Our questionnaire initially targeted sociodemographic aspects such as age, sex, year of study, socioeconomic level of parents, marital status of parents and place of life, repetition of the classes' levels, and sources of study finance.

Religiosity assessment

Religiosity was assessed using Muslim BIAC (M.BIAC) scale (25). The original study of BIAC in English was conducted on female caregivers living in the Southeastern and Western USA. This study demonstrated that BIAC has solid psychometric properties with excellent internal consistency, test–retest reliability, and convergent validity (26).

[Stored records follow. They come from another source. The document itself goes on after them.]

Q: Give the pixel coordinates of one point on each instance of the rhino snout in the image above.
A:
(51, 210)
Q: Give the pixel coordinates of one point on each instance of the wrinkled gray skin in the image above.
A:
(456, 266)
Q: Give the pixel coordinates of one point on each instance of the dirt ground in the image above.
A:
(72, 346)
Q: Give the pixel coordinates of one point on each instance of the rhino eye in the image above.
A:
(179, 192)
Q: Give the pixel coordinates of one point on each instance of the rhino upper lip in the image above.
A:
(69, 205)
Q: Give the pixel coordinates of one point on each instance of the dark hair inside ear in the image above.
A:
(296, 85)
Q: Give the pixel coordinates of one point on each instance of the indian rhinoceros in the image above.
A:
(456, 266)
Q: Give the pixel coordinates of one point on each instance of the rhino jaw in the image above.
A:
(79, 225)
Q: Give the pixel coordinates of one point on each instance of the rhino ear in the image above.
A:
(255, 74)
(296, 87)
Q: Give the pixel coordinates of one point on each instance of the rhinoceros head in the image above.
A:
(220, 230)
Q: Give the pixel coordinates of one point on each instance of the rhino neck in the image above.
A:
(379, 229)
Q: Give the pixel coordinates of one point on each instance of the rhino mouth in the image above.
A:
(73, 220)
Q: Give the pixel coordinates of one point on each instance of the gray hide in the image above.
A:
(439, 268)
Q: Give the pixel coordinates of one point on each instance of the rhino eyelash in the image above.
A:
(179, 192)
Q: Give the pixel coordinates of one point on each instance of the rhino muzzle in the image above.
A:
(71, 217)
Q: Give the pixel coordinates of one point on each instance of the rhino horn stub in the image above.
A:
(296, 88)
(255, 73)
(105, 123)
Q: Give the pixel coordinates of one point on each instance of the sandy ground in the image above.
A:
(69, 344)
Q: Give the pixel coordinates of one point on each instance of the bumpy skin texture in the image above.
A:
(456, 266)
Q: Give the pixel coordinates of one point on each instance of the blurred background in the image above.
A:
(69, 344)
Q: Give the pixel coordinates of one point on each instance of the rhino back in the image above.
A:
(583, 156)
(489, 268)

The BIAC consists of 10 questions, with each rated on a scale ranging from 1 to 10, except the first question which is scored 1 or 10 depending on the response. The total scale score ranges from 10 to 100. Item 1 directly asked respondents to choose their highest priority in life, with common priorities among the response options ranging from their health to their family (including God). The remaining items assess attendance at religious services, religious social involvement besides attending religious services, decision to place life under God's requirements, percentage of annual income given two religious causes, time spent listening/viewing religious media, time spent reading religious books and scriptures, time spent in prayer or meditation, time spent in religious volunteering, and the degree to which life is being conformed to one's religious teachings (27). The Arabic version of BIAC was published in 2016 (28).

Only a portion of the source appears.